Step 4: Use Tools to Keep Everyone on Track
Parental Controls for Mobile Devices
Use settings like Screen Time and Content & Privacy Restrictions on iOS and Family Link on Android to set daily app usage limits, device curfews, and content restrictions (you may want to allow access to an e-book application and block access to multiplayer online games). Google has an entire site dedicated to the tools you can use to find digital balance for your family. Chances are, if you have a device, it has some sort of built in parental controls or content filtering tool.
Parental Controls for Laptops and Desktops
Screen Time works on desktop just like it does on iOS, so you can set usage limits, curfews, and content filters. If you’re running Windows, you will be able to set parental controls in the Family Safety tool through your Microsoft account.

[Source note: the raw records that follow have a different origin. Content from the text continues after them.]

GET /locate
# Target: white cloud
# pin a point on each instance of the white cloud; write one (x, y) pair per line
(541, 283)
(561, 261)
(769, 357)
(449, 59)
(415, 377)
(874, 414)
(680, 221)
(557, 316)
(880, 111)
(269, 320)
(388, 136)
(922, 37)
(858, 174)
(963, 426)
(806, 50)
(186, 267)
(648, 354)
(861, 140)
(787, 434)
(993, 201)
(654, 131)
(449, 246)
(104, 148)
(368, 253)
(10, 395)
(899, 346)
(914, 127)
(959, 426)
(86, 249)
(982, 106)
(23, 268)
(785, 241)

Parental Controls for TVs and Streaming Devices
Your cable provider likely provides some parental control settings through your set-top box.

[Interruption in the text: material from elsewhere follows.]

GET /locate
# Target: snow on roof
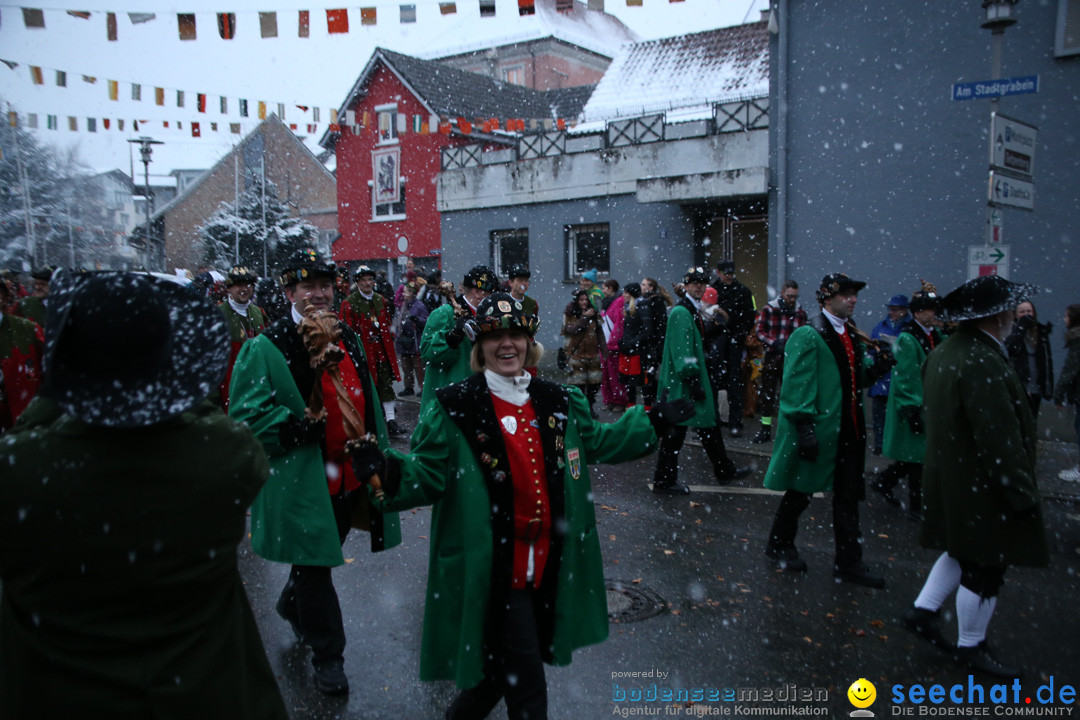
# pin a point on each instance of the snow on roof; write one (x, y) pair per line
(596, 31)
(685, 71)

Roku TV allows you to set limits on TV and movies according to ratings (G, PG, PG-13, R, etc.). You can also block unrated programs.

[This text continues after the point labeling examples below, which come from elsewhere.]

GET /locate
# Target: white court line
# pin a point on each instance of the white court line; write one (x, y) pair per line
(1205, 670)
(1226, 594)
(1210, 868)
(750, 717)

Apple TV lets parents set limits that exclude explicit music and podcasts and allow only age-appropriate rated movies, TV shows, and apps.
Fire TV works in much the same way. Your pin is required to set and manage parental controls and you can set age-appropriate limits on content pegged to ratings for movies and TV shows. You can also restrict access to installed apps and games and to explicit music.
Parental Controls for Gaming Consoles
Xbox allows you to manage screen time by limiting access to the console itself as well as specific games, movies, TV shows and apps on Xbox Live. Profiles allow parents to set different restrictions for their 9 year old and 13 year old. You can also set limits on how long each child can use the console each day or week.
Parental controls also enable you to select from six options to filter Web content, ranging from “Designed for Children,” which brings up only kid-friendly sites, to Warned on Adult, which alerts the viewer to adult content but does not block it.
Playstation allows you to create a “family manager” account that lets you manage screen time and content restrictions for each user. Setting limits on screen time and game time is simple. You can control usage with time limits and playable hours. Once the allotted screen time is up, you can set an alert to notify you or you can have the system automatically log your child out of their account.
There is no one size fits all media plan, especially as your kids get older. The key is to design your own plan to manage screen time together with your kids and to communicate the agreed-upon rules and limitations.